Singapore is one of the most data-rich countries in the world and over the last decade, the compliance sector has been put under the spotlight as the next segment of the insurance industry that needs to evolve.
Across Singapore and around the globe we can’t help but notice how companies are completely shifting in the skillsets, knowledge and working background expectations they have from their employees. Technology has been the topic of discussion for the past two years and as its intensity and presence is felt, is it possible the ‘traditional’ compliance professional can no longer keep up with what the industry and stakeholders are demanding?
How is Singapore embracing technology?
It is vital for organisations in Singapore to find innovative ways to ensure strategic growth, notably around reducing compliance costs and enforcing effective regulatory change. Technology has the capacity to support this by providing solutions to otherwise time-consuming tasks and meeting consumer demands along with matching competitors standards.
To manage this growth, The Singapore FinTech Association (SFA) launched a regulatory technology (regtech) committee in 2019 to support the adoption of technologies that will help to overcome regulatory and compliance challenges. This initiative has promised to provide technologically advanced solutions that will disrupt the regulatory structure and in return meet the evolving demands of compliance.
What does this mean for the traditional compliance professional?

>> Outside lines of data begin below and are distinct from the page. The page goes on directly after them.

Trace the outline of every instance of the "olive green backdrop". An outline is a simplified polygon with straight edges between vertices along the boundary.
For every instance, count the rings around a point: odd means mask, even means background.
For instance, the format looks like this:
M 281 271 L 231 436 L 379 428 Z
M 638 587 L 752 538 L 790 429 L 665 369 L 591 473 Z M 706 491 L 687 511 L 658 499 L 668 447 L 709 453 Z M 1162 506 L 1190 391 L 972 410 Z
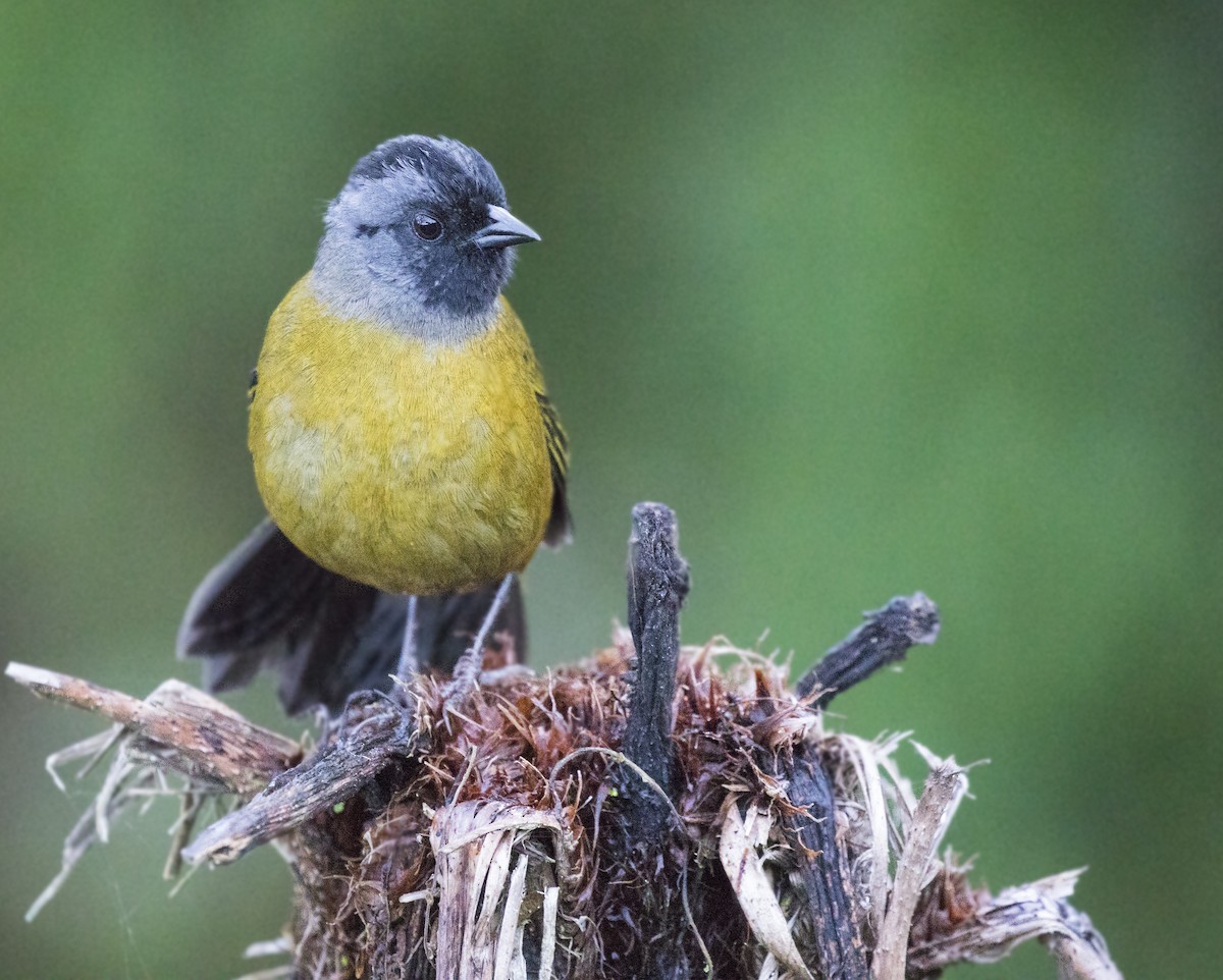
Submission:
M 1221 64 L 1211 2 L 7 2 L 2 654 L 196 678 L 183 602 L 260 516 L 263 324 L 356 158 L 443 132 L 544 240 L 510 296 L 577 535 L 527 576 L 537 662 L 623 616 L 637 500 L 679 512 L 689 642 L 768 629 L 806 666 L 923 589 L 938 645 L 837 723 L 992 760 L 950 838 L 978 880 L 1091 865 L 1126 975 L 1213 978 Z M 169 806 L 21 921 L 97 788 L 43 758 L 98 725 L 0 699 L 0 974 L 259 965 L 287 871 L 264 849 L 168 898 Z

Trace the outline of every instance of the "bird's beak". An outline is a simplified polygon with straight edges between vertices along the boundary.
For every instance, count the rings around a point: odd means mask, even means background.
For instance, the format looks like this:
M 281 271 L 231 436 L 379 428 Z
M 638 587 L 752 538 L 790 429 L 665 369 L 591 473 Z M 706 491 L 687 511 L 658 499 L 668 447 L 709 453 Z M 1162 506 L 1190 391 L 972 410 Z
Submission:
M 479 248 L 505 248 L 511 244 L 539 241 L 539 236 L 528 225 L 519 221 L 505 208 L 489 204 L 488 218 L 488 224 L 472 237 L 472 242 Z

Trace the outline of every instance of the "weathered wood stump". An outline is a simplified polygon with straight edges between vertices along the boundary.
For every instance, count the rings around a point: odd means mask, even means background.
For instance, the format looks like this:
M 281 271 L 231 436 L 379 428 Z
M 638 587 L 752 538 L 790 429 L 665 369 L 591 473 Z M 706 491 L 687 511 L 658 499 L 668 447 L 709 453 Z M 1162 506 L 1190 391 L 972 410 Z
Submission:
M 1063 976 L 1120 976 L 1065 903 L 1076 872 L 992 897 L 937 857 L 967 787 L 954 760 L 927 754 L 918 798 L 899 738 L 826 730 L 839 690 L 934 640 L 926 596 L 868 613 L 789 690 L 756 651 L 680 646 L 676 536 L 667 507 L 634 508 L 629 632 L 591 661 L 487 672 L 457 699 L 435 675 L 357 694 L 305 756 L 177 682 L 142 701 L 10 665 L 116 722 L 65 758 L 119 745 L 32 912 L 108 815 L 177 773 L 171 870 L 274 841 L 296 882 L 276 948 L 302 980 L 903 980 L 1030 937 Z M 242 805 L 191 839 L 223 795 Z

Singapore has experienced exponential growth in the audit, risk and compliance sector with a huge inflation of vacancies. However, a shallow talent pool of diverse candidates is proving difficult for hiring demands to be met.

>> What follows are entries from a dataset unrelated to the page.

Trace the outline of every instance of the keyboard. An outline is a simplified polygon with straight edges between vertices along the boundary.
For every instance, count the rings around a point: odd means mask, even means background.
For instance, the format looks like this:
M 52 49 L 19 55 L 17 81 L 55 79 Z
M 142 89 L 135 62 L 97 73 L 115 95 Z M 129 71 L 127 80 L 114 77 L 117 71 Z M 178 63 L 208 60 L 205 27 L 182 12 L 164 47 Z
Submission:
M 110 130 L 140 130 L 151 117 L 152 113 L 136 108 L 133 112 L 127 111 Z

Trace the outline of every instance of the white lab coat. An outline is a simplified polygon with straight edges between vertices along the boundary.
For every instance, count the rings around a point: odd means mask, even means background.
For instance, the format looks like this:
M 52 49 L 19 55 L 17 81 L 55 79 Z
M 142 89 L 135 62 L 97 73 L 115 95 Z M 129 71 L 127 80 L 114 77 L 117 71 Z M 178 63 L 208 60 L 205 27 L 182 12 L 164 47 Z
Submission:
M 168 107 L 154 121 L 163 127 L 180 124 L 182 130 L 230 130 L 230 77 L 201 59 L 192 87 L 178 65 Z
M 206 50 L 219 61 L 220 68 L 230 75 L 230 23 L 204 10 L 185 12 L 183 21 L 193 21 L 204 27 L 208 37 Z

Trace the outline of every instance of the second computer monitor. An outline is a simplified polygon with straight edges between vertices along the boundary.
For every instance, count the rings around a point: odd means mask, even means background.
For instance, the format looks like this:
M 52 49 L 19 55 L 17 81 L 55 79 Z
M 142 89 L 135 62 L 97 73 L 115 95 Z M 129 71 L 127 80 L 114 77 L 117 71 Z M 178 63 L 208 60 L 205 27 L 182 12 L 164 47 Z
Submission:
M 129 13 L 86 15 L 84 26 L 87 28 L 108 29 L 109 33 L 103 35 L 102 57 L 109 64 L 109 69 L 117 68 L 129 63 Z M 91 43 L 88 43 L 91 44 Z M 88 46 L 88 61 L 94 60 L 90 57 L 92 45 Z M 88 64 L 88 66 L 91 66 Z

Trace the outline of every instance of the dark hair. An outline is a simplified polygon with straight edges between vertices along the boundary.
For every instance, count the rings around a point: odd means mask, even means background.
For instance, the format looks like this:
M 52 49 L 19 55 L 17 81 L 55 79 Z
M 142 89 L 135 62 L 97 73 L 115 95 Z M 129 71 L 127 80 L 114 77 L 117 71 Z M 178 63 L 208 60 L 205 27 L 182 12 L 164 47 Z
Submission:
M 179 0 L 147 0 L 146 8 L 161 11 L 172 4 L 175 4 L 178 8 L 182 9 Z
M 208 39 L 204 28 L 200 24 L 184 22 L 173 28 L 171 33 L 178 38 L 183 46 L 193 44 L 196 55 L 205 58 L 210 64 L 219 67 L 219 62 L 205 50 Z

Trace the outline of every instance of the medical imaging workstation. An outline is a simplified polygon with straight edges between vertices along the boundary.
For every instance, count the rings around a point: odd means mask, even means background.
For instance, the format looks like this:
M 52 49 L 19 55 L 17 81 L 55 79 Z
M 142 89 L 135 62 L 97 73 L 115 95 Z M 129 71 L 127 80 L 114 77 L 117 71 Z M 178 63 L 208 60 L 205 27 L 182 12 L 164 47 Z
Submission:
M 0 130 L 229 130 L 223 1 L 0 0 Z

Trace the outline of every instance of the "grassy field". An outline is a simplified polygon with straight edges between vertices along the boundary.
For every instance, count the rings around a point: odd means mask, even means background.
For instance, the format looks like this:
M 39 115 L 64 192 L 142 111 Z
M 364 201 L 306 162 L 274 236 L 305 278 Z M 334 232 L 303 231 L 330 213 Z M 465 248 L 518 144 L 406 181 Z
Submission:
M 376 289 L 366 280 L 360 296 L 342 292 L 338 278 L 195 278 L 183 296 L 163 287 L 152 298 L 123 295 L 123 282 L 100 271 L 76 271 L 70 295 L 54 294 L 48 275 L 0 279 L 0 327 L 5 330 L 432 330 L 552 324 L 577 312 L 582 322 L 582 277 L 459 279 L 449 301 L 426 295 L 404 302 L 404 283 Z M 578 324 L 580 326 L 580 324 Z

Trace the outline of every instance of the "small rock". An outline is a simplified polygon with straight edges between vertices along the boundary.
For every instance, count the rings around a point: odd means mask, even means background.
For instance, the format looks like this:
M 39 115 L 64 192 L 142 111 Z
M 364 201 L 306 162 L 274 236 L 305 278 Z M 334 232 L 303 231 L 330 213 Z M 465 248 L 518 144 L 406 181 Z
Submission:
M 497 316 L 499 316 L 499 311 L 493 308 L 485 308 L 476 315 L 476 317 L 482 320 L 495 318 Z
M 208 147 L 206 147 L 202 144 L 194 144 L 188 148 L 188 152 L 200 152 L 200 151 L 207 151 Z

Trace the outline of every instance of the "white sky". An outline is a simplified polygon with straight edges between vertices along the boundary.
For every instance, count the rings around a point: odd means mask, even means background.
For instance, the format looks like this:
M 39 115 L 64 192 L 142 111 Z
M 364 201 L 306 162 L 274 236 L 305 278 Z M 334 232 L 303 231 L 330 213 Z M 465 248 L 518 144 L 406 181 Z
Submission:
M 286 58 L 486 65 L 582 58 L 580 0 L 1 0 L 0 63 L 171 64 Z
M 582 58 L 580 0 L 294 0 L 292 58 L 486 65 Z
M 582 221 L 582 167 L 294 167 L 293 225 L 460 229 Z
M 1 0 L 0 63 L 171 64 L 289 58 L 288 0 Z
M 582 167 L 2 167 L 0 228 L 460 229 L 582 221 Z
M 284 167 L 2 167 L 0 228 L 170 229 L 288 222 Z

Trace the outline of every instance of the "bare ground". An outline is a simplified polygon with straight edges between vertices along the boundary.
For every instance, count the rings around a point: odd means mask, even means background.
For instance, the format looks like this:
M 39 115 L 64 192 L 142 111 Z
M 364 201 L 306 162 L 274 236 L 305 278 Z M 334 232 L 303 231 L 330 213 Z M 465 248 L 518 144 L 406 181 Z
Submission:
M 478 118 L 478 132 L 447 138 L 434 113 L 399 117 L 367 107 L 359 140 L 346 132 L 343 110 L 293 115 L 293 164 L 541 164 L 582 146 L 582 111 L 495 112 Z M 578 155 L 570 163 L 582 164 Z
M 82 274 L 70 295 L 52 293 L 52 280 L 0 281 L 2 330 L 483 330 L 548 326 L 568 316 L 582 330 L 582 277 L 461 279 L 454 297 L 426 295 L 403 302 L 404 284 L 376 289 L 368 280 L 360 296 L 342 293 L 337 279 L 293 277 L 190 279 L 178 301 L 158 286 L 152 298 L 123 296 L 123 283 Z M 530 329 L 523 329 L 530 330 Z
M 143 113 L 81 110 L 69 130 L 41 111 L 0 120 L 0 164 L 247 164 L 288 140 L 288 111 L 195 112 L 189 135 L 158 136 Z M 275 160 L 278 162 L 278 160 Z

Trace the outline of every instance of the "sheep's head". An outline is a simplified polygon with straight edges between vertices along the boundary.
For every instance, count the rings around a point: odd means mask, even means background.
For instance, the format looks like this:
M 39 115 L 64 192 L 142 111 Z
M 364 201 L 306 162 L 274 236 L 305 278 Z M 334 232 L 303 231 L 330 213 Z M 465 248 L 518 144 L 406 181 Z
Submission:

Advancements in technology are putting pressure on traditional compliance teams who can’t keep up with the pace of change.
This is leaving a skills gap for innovative insurance businesses that are leading the way in embracing technology. The purebred compliance professional as we know them just can’t keep up with the demand of the function. It is encouraging companies to look to other departments or for candidates outside of the compliance sector to transfer across and fill the widening gap. This trend is influencing the potential evolution of the traditional compliance specialist.
Professionals with technology skillsets, specifically in data analytics, are being encouraged into compliance-focused areas even if they lack specific audit experience. It is proving to be no hindrance to the employer if there is minimal formal knowledge of compliance procedures, as companies are supporting this by hiring junior professionals they can mould into the compliance and tech winning combination through training and the investment of their time.
The next move
Compliance professionals in the insurance sector are going to be faced with new challenges as the industry continues to evolve. If they are willing to adapt and further their technical capabilities, a career in the insurance sector can provide an increased level of job security, skill demand and a chance to experience genuine career growth, even throughout this period of change.
It is down to company management, employees and recruitment consultants to provide a refreshed outlook on these roles and what will be required moving forward.
Will the market see a new wave of junior tech talent coming in, and being brought up to speed on compliance procedures? Or does it still present an opportunity for senior employees and management to lead the way by improving their own knowledge and capability?
From my discussions with those in the industry, it seems the focus is being pushed to recruit junior compliance professionals and train them on tech know-how such as programming and data analytics, on top of areas in risk and governance should the organisation require a hybrid candidate. There is a prime opportunity for senior employees and management to lead the way by improving their own technical knowledge so they can best manage their teams and departments on what will be expected of them.